Parametric

The distfit library uses the goodness of fit test to determine the best probability distribution to the non-censored data. It works by comparing the observed frequency (f) to the expected frequency from the model (f-hat), and computing the residual sum of squares (RSS). Note that non-censored data is the full dataset, and not having any part deleted or suppressed as that can lead to biases. With distfit we can test up to 89 univariate distributions, derived from the scipy library, for which the best fitted distribution is returned with the loc, scale, arg parameters.

Distributions

The distributions to be tested can be specified at initialization using the distr parameter. The distributions options are 1. Manually specifying one or multiple distribution 2. popular set of distributions 3. full set of distributions

Manually specifying

Manually specifying can be for one or multiple distributions. See example below how its done.

# Load library
from distfit import distfit
# Initialize model and test only for normal distribution
dfit = distfit(distr='norm')
# Set multiple distributions to test for
dfit = distfit(distr=['norm','t'])

The popular set of PDFs contains the following set of distributions and can be used as depicted below:

norm

genextreme

expon

gamma

pareto

lognorm

dweibull

beta

t

uniform

# Initialize model and select popular distributions
dfit = distfit(distr='popular')

The full set contains the following set of distributions:

alpha

betaprime

chi2

expon

fatiguelife

anglit

bradford

cosine

exponnorm

fisk

arcsine

burr

dgamma

exponweib

foldcauchy

arcsine

cauchy

dweibull

exponpow

foldnorm

beta

chi

erlang

f

frechet_r[x]

gilbrat

gompertz

gumbel_r

gumbel_l

halfcauchy

halfgennorm

hypsecant

invgamma

invgauss

invweibull

laplace

levy

levy_l [X]

levy_stable[X]

logistic

lognorm

lomax

maxwell

mielke

nakagami

pearson3

powerlaw

powerlognorm

powernorm

rdist

rice

recipinvgauss

semicircular

t

triang

tukeylambda

uniform

vonmises

vonmises_line

wald

wrapcauchy

gengamma

genlogistic

frechet_l[x]

halfnorm

genexpon

genextreme

gennorm

gausshyper

genpareto

gamma

genhalflogistic

halflogistic

johnsonsb

johnsonsu

loggamma

loglaplace

norm

pareto

rayleigh

reciprocal

truncexpon

truncnorm

weibull_min

weibull_max

Note that levy_l and levy_stable are removed from the full list because it is too slow. The distributions frechet_r and frechet_l are also not supported anymore.

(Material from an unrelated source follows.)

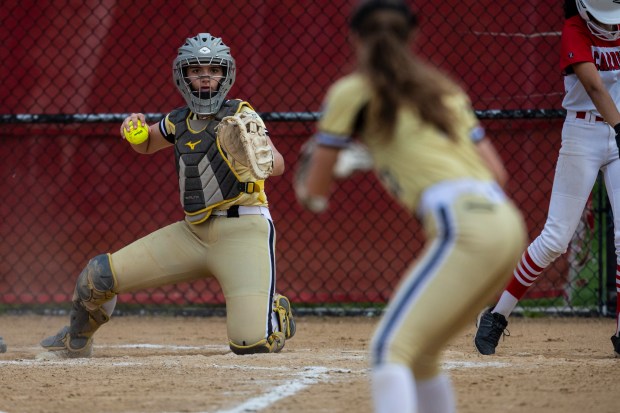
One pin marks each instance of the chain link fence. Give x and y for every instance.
(71, 189)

# Initialize model and select all distributions
dfit = distfit(distr='full')

Residual Sum of Squares (RSS)

The RSS describes the deviation predicted from actual empirical values of data. Or in other words, the differences in the estimates. It is a measure of the discrepancy between the data and an estimation model. A small RSS indicates a tight fit of the model to the data. RSS is computed by:

_images/RSS.svg

Where yi is the ith value of the variable to be predicted, xi is the i-th value of the explanatory variable, and f(xi) is the predicted value of yi (also termed y-hat).

Goodness-of-fit

Besides RSS, there are various other approaches to determine the goodness-of-fit, such as the maximum likelihood estimation (mle), moment matching estimation (mme), quantile matching estimation (qme) or maximizing goodness-of-fit estimation (mge). distfit may be extended with more approaches in future versions.

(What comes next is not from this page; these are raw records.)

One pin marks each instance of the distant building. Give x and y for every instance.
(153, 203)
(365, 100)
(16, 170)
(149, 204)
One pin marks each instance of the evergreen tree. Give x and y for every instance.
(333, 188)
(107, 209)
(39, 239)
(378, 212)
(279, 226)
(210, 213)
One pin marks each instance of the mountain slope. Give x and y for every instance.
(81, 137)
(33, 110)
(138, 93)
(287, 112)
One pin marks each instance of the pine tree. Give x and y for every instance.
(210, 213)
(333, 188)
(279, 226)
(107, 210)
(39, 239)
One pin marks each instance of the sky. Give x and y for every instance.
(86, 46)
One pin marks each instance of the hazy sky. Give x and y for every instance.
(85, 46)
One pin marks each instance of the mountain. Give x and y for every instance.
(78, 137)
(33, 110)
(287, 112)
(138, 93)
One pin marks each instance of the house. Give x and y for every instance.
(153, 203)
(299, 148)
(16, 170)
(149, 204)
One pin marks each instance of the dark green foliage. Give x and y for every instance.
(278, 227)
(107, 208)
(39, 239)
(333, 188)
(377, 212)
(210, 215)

Probabilities and multiple test correction

The predict function: distfit.distfit.distfit.predict() will compute the probability of samples in the fitted PDF. Each probability will by default be corrected for multiple testing. Multiple testing correction refers to re-calculating probabilities obtained from a statistical test which was repeated multiple times. In order to retain a prescribed family-wise error rate alpha in an analysis involving more than one comparison, the error rate for each comparison must be more stringent than alpha. Note that, due to multiple testing approaches, it can occur that samples can be located outside the confidence interval but not marked as significant. See section Algorithm -> Multiple testing for more information.

The following output variables are available. More information can be found under return in the docstring.

dfit.predict
  • dfit.results[‘y_proba’]

  • dfit.results[‘y_pred’]

  • dfit.results[‘df’]

  • dfit.summary

The output variable y_proba is by default corrected for multiple testing using the false discovery rate (fdr). FDR-controlling procedures are designed to control the expected proportion of “discoveries” that are false. If desired, other multiple test methods can be choosen, each with its own properties.

# Initialize
dfit = distfit(multtest='holm', alpha=0.01)

None

No multiple testing

bonferroni

one-step correction

sidak

one-step correction

holm-sidak

step down method using Sidak adjustments

holm

step-down method using Bonferroni adjustments

simes-hochberg

step-up method (independent)

hommel

closed method based on Simes tests (non-negative)

fdr_bh

Benjamini/Hochberg (non-negative)

fdr_by

Benjamini/Yekutieli (negative)

fdr_tsbh

two stage fdr correction (non-negative)

fdr_tsbky

two stage fdr correction (non-negative)

Input parameters

Various input parameters can be specified at the initialization of distfit.

Variable name

type

Default

Description

method

str

‘parametric’

Specify the method type: ‘parametric’, ‘empirical’

alpha

float

0.05

Significance alpha.

multtest

str

‘fdr_bh’

Multiple test correction method

bins

int

50

To determine the empirical historgram

bound

int

‘both’

Directionality to test for significance Upper and lowerbounds: ‘both’ Upperbounds: ‘up’, ‘high’, ‘right’ Lowerbounds: ‘down’, ‘low’, ‘left’

distr

str

‘popular’

The (set) of distribution to test. ‘popular’, ‘full’ ‘t’ : user specified ‘norm’ : user specified etc

n_perm

int

10000

Number of permutations to model null-distribution in case of method is ‘empirical’

Output variables

There are many output parameters provided by distfit. It all starts with the initialization:

# Initialize model and select popular distributions
dfit = distfit(alpha=0.01)

The object now returns variables that are set by default, except for the alpha parameter (nothing else is provided). For more details, see the returns in the docstrings at distfit.distfit.distfit(). In the next step, input-data X can be provided:

# Initialize model and select popular distributions
dfit.fit_transform(X)

The object can now be feeded with data X, using fit and transform function, that will add more output variables to the object. Instead of using the two functions seperately, it can also be performed with fit_transform: distfit.distfit.distfit.fit_transform().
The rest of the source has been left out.